Petrels - FlailingTomb

Auch auf seinem vierten Album geht Oliver Barrett weiter unbeirrt seinen Weg. Auf »Flailing Tomb« [Partnerlink] erreicht der Brite, der musikalisch unter dem Künstlernamen Petrels firmiert, die nächste Stufe der eigenen Entwicklung. Mit dumpfem Knistern, das schon bald zu choralen Drone-Klängen gerinnt, beginnt eine atemberaubende Dreiviertelstunde.

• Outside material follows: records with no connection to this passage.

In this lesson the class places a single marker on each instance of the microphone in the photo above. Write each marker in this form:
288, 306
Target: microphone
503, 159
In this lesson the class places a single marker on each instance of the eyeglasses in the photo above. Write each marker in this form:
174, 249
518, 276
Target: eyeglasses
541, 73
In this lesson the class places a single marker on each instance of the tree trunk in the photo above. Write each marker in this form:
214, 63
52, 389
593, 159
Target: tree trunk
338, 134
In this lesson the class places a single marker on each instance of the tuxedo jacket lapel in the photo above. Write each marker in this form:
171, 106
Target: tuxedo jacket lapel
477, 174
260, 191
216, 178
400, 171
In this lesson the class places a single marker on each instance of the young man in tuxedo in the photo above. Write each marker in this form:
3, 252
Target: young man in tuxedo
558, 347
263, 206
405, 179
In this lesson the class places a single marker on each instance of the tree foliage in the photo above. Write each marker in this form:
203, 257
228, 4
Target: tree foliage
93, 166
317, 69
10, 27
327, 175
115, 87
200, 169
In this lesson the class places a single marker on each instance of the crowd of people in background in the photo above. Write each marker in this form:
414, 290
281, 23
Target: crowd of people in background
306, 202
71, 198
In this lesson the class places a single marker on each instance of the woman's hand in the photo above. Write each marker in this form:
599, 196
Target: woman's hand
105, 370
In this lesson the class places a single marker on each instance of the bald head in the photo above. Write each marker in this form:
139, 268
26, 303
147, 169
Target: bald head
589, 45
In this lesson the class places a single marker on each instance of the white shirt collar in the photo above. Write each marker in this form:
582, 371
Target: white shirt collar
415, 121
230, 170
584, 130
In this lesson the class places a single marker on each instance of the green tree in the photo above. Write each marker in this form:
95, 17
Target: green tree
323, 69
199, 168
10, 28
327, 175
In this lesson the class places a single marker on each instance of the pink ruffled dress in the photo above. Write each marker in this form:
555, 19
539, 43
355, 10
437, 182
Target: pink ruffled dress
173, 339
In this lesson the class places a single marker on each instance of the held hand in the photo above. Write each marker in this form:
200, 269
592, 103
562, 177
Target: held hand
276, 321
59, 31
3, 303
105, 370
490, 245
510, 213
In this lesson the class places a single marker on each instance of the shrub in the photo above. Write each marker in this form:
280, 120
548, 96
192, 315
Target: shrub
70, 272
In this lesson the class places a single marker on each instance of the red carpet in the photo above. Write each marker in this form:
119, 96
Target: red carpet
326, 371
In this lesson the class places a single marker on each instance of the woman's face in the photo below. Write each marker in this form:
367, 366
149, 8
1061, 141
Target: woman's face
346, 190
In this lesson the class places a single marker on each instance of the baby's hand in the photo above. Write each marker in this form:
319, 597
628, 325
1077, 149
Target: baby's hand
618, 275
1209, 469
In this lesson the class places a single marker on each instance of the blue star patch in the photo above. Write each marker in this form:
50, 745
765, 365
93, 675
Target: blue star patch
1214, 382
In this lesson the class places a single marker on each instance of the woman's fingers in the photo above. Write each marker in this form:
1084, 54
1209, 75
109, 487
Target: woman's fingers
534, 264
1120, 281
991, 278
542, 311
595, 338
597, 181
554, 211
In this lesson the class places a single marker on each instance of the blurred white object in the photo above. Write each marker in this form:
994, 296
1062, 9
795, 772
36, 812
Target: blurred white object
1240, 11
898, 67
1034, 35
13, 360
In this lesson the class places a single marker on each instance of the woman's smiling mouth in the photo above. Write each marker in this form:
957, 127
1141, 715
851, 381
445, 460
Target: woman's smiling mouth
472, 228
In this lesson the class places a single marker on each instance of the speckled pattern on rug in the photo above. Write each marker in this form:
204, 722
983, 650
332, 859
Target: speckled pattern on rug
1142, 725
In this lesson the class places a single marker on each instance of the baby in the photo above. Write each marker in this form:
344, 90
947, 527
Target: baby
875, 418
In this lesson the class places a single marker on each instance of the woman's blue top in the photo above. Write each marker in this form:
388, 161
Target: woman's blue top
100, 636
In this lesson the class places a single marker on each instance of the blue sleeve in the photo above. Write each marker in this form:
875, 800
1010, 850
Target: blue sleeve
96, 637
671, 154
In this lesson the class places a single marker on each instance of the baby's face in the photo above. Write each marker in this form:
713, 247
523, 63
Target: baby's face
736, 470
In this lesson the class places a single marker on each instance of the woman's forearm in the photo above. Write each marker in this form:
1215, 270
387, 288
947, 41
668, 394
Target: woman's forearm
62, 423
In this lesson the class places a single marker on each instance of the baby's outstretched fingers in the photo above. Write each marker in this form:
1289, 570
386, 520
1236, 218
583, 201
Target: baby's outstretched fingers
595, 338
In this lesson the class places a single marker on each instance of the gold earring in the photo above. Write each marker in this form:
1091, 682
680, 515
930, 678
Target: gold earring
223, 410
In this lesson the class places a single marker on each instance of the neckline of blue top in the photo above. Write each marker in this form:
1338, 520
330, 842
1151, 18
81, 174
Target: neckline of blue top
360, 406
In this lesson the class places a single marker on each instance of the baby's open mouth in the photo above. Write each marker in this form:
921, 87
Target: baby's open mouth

Elegisch wälzen die Themen auf den Hörer zu, von Minute zu Minute steigert sich die Zahl der übereinander liegenden Soundschichten. Klang auf Klang auf Klang stapelt Barrett und reißt den Hörer mit jeder Überlagerung tiefer hinein in dieses Meisterwerk. Das hymnische »Orpheus« stellt mit seinen Chören zur Mitte des Albums einen klanglichen Höhe- und gleichzeitig Wendepunkt dar.

Die zweite Hälfte von »Flailing Tomb« besteht dann zu einem Großteil aus der Adaption eines alternativen Soundtracks zu Godards »Alphaville« – wieder nimmt ein im Brachialen endendes Crescendo seinen stillen Ausgang, um rund 20 Minuten später im Choralen zu explodieren. Mitreißend bis zur letzten Sekunde.